Joan Didion’s 2011 Memoir, Blue Nights

Joan Didion’s Blue Nights

I recently finished reading Joan Didion’s “Blue Nights,” a book about the death of her daughter Quintana Roo. For the past month, every night I would read a few pages before I fall asleep. Towards the end of the book, it was devastating; a few passages made me cry.

For some reason I might be the type of person who is quick to tears — I may be a highly sensitive person; I wept several times while reading Joan Didion’s intensely personal memoir, “The Year of Magical Thinking,” published in 2005. In the book she recounted with piercing detail how she came to terms with her husband John Gregory Dunne’s sudden death at the dinner table. In our age of distraction, I wonder if anyone will remember when was the last time a writer made you cry.

Category: Biography & Memoir | Essays & Literary Collections. It was NT$560 (about US$17.00) for this Vintage International paperback copy when I picked it up a couple of months ago in a bookstore in Taiwan.
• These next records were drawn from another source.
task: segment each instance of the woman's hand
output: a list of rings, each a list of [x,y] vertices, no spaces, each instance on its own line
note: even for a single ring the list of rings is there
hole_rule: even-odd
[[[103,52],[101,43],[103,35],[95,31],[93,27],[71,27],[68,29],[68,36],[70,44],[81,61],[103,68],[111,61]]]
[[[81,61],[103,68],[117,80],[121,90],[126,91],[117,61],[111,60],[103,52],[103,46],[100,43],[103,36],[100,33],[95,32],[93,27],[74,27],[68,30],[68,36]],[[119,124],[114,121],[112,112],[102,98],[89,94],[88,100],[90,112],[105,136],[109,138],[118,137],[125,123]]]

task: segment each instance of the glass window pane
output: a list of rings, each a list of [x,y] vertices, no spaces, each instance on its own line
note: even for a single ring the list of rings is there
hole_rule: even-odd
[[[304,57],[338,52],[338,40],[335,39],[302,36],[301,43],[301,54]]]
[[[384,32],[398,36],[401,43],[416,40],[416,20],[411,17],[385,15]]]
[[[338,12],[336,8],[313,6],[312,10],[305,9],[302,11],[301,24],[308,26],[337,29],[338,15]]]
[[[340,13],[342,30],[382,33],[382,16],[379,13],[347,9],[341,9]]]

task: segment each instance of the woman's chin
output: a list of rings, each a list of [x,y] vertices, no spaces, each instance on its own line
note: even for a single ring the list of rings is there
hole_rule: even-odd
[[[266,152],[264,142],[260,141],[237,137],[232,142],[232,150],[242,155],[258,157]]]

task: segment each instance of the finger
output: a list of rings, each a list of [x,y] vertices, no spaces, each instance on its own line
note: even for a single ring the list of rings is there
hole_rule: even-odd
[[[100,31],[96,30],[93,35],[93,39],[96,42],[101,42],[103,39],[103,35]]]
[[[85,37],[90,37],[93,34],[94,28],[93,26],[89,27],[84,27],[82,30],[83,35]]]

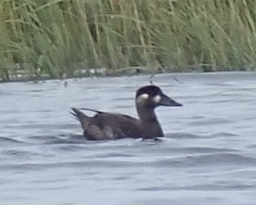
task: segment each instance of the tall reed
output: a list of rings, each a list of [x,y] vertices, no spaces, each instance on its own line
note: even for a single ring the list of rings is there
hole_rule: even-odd
[[[0,77],[252,69],[254,0],[3,0]]]

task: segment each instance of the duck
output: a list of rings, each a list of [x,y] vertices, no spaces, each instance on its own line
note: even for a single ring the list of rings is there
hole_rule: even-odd
[[[139,119],[119,113],[104,112],[90,108],[72,108],[70,113],[82,126],[83,136],[88,140],[116,140],[132,138],[158,139],[164,133],[156,113],[159,106],[182,106],[165,95],[157,86],[139,88],[136,93],[135,105]],[[95,112],[89,116],[81,110]]]

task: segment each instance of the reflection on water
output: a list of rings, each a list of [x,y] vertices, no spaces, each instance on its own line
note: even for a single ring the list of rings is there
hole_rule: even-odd
[[[255,76],[155,76],[184,105],[158,108],[161,142],[85,141],[69,114],[136,116],[147,76],[1,84],[0,204],[254,204]]]

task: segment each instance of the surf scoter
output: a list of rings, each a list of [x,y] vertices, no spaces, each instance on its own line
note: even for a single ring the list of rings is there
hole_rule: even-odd
[[[143,139],[163,137],[154,109],[158,106],[182,106],[182,105],[165,95],[154,85],[143,86],[136,93],[136,108],[139,119],[128,115],[104,112],[83,108],[96,112],[88,116],[76,108],[70,113],[81,123],[84,137],[89,140],[142,138]]]

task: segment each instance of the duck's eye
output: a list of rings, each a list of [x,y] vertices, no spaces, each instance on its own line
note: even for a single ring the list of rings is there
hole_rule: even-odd
[[[150,95],[148,94],[144,93],[144,94],[141,95],[139,97],[141,97],[142,99],[146,99],[149,97],[149,96]]]
[[[154,101],[156,104],[158,104],[158,102],[160,102],[160,100],[161,100],[161,96],[159,95],[156,95],[156,96],[154,97],[154,98],[153,98],[153,101]]]

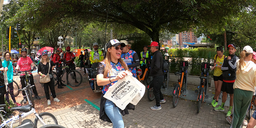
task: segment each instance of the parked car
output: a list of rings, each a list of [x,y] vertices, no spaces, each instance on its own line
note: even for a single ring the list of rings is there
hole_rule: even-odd
[[[30,53],[36,54],[36,50],[31,50],[31,52],[30,52]]]

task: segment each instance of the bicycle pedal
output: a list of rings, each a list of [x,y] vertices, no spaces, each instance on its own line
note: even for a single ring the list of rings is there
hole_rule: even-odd
[[[208,99],[208,95],[206,95],[204,97],[204,98]]]

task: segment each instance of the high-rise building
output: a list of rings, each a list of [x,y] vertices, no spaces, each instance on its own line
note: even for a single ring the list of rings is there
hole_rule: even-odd
[[[183,43],[197,43],[197,39],[195,36],[194,33],[191,32],[187,32],[186,31],[181,32],[179,34],[179,44],[182,45]]]

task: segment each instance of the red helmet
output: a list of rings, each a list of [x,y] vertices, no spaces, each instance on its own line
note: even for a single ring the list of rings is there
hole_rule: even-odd
[[[70,51],[70,47],[69,47],[69,46],[67,47],[67,48],[66,48],[66,50],[67,51]]]
[[[62,52],[62,49],[60,47],[59,47],[57,49],[57,51],[58,51],[59,52]]]

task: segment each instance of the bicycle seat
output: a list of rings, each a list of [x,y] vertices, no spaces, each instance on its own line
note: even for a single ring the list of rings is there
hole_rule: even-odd
[[[180,76],[182,74],[182,73],[180,72],[176,72],[175,73],[174,73],[174,74],[175,74],[175,76],[177,76],[177,75],[178,75],[179,76]]]
[[[22,122],[20,125],[15,127],[16,128],[35,128],[36,126],[34,125],[32,121],[29,119],[26,119]]]
[[[205,80],[207,79],[207,77],[204,76],[200,76],[199,77],[199,78],[202,80],[203,80],[203,79],[204,79]]]
[[[23,106],[15,107],[11,108],[12,111],[18,111],[20,112],[28,112],[30,111],[32,109],[31,105],[28,105]]]

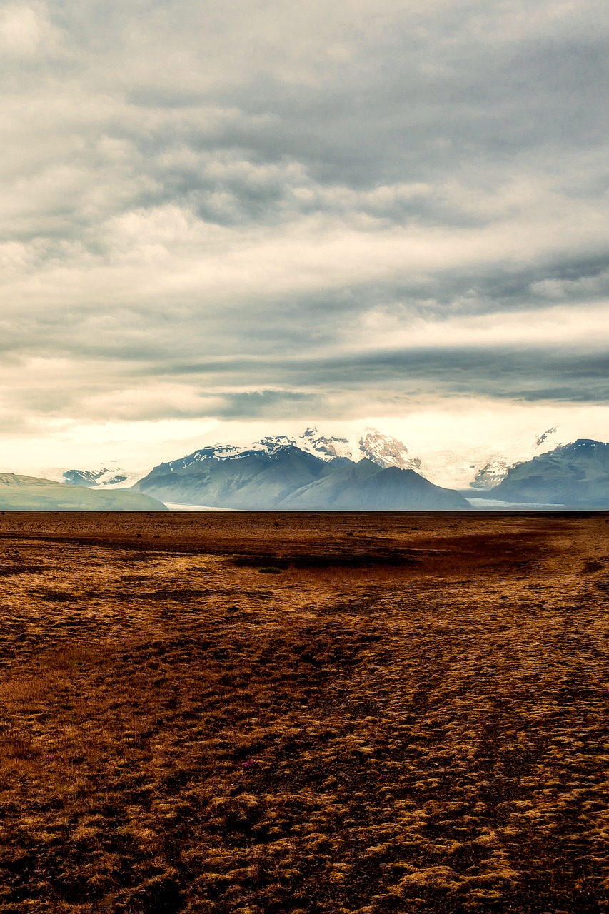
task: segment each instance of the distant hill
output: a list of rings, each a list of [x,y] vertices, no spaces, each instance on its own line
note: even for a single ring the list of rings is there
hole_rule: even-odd
[[[267,510],[454,510],[469,503],[412,470],[370,460],[324,460],[291,442],[219,456],[214,449],[161,463],[134,490],[164,502]]]
[[[609,444],[580,438],[511,467],[485,493],[507,502],[609,508]]]
[[[91,490],[37,476],[0,473],[2,511],[166,511],[155,498],[129,491]]]

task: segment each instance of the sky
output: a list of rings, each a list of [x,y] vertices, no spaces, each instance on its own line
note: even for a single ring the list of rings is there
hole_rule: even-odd
[[[604,0],[0,9],[0,466],[609,440]]]

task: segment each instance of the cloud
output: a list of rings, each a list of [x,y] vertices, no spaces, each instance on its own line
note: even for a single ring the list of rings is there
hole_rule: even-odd
[[[595,0],[5,7],[5,427],[606,402],[608,29]]]

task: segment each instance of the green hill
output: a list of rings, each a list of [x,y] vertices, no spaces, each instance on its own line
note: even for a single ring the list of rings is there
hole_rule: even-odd
[[[50,479],[0,473],[2,511],[166,511],[150,495],[125,489],[107,492]]]

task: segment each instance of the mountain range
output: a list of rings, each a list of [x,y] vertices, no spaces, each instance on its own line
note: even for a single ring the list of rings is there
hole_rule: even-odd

It is a little hard for me to believe that Joan Didion has died at age 87 from Parkinson’s disease in 2021 because her books are still very much alive in my life. Below are some texts I noted while reading the book.

Reflecting on her role as a parent

P93
I do not know many people who think they have succeeded as parents. Those who do tend to cite the markers that indicate (their own) status in the world: the Stanford degree, the Harvard MBA, the summer with the white-shoe law firm. Those of us less inclined to compliment ourselves on our parenting skills, in other words most of us, recite rosaries of our failures, our neglects, our derelictions and delinquencies.

On changes in parenting styles over the past fifty years

P93, P94
The very definition of success as a parent has undergone a telling transformation: we used to define success as the ability to encourage the child to grow into independent (which is to say into adult) life, to “raise” the child, to let the child go. If a child wanted to try out his or her new bicycle on the steepest hill in the neighborhood, there may have been a pro forma reminder that the steepest hill in the neighborhood descended into a four-way intersection, but such a reminder, because independence was still seen as the desired end of the day, stopped short of nagging. If a child elected to indulge in activity that could end badly, such negative possibilities may have gotten mentioned once, but not twice.

Digressions on subjects such as her own work in the theatre

P165
I promised myself that I would maintain momentum. […]

[…] A week after placing the ashes in the wall at St. John the Divine, I flew to Boston and back to New York and then to Dallas and back to New York and then to Minneapolis and back to New York, doing promotion for The Year of Magical Thinking. The following week, again doing promotion and still under the misapprehension that momentum was about traveling, I flew to Washinton and back and then to San Francisco and Los Angeles and Denver and Seattle and Chicago and Toronto and finally to Palm Springs, where I was to spend Thanksgiving with my brother and his family. From various points on this itinerary, over the course of which I began to grasp that just going to and from the airport might be insufficient, that some further effort might be required, I spoke by telephone to Scott Rudin, and agreed that I should write and he should produce and David Hare should direct a one-character play, intended for Broadway, based on The Year of Magical Thinking.

P166
[…] As ways of maintaining momentum go this one turned out to be better than most: I remember liking the entire process a good deal. I liked the quiet afternoons backstage with the stage managers and electricians, I liked the way the ushers gathered for instructions downstairs just before the half-hour call. I liked the presence of Shubert security outside, I liked the wright of the stage door as I opened it against the wind through Shubert Alley, I liked the secret passages to and from the stage.

P167
[…] I liked the matzo-ball soup we brought in from the Hotel Edison coffee shop. I liked the place to sit we set up backstage, the little improvised table with the checked tablecloth and the electrified candle and the menu that read “Café Didion.”

I liked watching the performance from a balcony above the lights.
I liked being up there alone with the lights and the play.

I liked it all, but most of all I liked the fact that although the play was entirely focused on Quintana there were, five evenings and two afternoons a week, these ninety full minutes, the run time of the play, during which she did not need to be dead.

During which the question remained open.
During which the denouement had yet to play out.
During which the last scene played did not necessarily need to be played in the ICU overlooking the East River.